Il piccolo Alfie Evans è morto. Lo hanno annunciato entrambi i genitori su Facebook. “Al nostro bimbo sono spuntate le ali intorno alle 2.30. I nostri cuori sono spezzati. Grazie a tutti per il sostegno”, ha scritto la mamma del bambino, Kate James. “Il mio gladiatore si è arreso e si è guadagnato le ali. Abbiamo il cuore spezzato. Ti voglio bene figlio mio”, scrive il padre, Thomas, sempre sul social.
Un ultimo disperato appello ai sostenitori dell’Alfie’s Army era arrivato nella notte via Fb da Sarah Evans, zia del piccolo Alfie. “Mandate preghiere e 100 profondi respiri al nostro guerriero”, aveva scritto la donna, mentre sopraggiungeva la crisi fatale per il bambino.
La giornata di ieri era trascorsa apparentemente senza novità, con i genitori, Tom e Kate, ormai rassegnati alla fine delle speranze di un trasferimento in Italia e impegnati a dialogare con i medici dell’ospedale Alder Hey di Liverpool sulla possibilità di riportarlo a casa.
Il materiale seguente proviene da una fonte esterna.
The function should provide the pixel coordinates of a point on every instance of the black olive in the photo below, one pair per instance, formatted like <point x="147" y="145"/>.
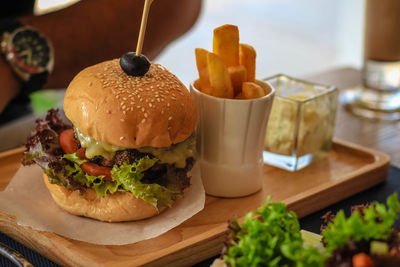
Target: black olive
<point x="134" y="65"/>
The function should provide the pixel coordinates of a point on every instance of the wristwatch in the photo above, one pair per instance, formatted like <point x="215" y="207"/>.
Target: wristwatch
<point x="29" y="54"/>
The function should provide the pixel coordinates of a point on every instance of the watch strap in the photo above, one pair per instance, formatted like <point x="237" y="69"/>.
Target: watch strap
<point x="9" y="25"/>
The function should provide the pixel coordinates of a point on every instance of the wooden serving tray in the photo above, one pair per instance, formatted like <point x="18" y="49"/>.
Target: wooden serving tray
<point x="347" y="170"/>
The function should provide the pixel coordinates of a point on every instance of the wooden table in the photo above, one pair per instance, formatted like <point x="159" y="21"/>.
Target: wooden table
<point x="380" y="135"/>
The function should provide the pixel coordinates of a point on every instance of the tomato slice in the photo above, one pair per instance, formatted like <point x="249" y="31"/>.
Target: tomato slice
<point x="70" y="145"/>
<point x="96" y="170"/>
<point x="67" y="141"/>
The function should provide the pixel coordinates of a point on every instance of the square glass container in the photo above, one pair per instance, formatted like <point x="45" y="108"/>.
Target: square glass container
<point x="301" y="123"/>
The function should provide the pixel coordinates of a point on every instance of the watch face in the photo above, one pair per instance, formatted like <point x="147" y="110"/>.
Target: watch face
<point x="31" y="50"/>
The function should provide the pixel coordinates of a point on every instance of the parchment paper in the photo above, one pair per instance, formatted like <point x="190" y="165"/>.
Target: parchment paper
<point x="27" y="198"/>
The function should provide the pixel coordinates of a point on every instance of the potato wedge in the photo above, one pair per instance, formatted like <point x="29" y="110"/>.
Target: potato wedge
<point x="238" y="75"/>
<point x="252" y="90"/>
<point x="219" y="77"/>
<point x="226" y="44"/>
<point x="202" y="68"/>
<point x="239" y="96"/>
<point x="247" y="58"/>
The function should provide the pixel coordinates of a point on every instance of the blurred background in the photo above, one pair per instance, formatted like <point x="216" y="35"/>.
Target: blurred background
<point x="294" y="37"/>
<point x="298" y="38"/>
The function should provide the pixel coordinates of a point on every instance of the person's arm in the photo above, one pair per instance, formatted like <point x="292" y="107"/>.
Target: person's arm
<point x="9" y="84"/>
<point x="92" y="31"/>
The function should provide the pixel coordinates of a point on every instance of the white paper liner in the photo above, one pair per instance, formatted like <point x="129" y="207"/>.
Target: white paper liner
<point x="27" y="198"/>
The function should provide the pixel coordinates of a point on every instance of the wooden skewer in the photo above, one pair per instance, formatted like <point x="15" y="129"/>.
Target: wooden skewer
<point x="143" y="24"/>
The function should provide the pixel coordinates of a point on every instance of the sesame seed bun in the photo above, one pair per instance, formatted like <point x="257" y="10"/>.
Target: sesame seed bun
<point x="118" y="207"/>
<point x="108" y="105"/>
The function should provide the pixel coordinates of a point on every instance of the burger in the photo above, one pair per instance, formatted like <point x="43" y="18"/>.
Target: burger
<point x="129" y="149"/>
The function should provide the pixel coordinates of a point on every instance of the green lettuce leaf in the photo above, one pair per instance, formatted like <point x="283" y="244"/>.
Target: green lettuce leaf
<point x="126" y="177"/>
<point x="374" y="224"/>
<point x="270" y="236"/>
<point x="129" y="176"/>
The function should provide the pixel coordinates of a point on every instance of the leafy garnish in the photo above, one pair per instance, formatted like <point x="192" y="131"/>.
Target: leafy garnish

Il governo italiano nel tentativo di curarlo al Bambino Gesù di Roma, aveva concesso la cittadinanza italiana al piccolo Alfie, affetto da una rara malattia neuro degenerativa. I giudici inglesi non avevano però autorizzato il trasferimento in Italia, come hanno più volte chiesto i genitori.
Le tappe
La battaglia del piccolo Alfie, un bambino di nemmeno due anni colpito da una grave patologia neurodegenerativa, è durata quasi sei mesi. A innescarla, la richiesta dei medici dell’ospedale pediatrico Alder Hey di Liverpool di staccare la spina. Un atto a cui i genitori Tom e Kate si sono opposti fin da subito, ma senza riuscire a spuntarla.
Non sono serviti i ricorsi alla Corte Suprema di Londra, né quella alla Corte Europea dei Diritti dell’Uomo di Strasburgo. E neppure gli appelli del Papa e la concessione della cittadinanza italiana, per farlo curare al Bambino Gesù e al Gaslini, che si erano offerti. La sera del 23 aprile i medici hanno, infine, staccato la ventilazione assistita.
Alfie, contro tutte le attese, ha resistito da “guerriero” – nelle parole di papà Tom – respirando da solo per quattro giorni. E lasciando spazio a un estremo ricorso perduto in appello, prima della resa e dell’apertura di un dialogo dei genitori con i medici per riportarlo almeno a casa. Quando ormai non c’era più tempo.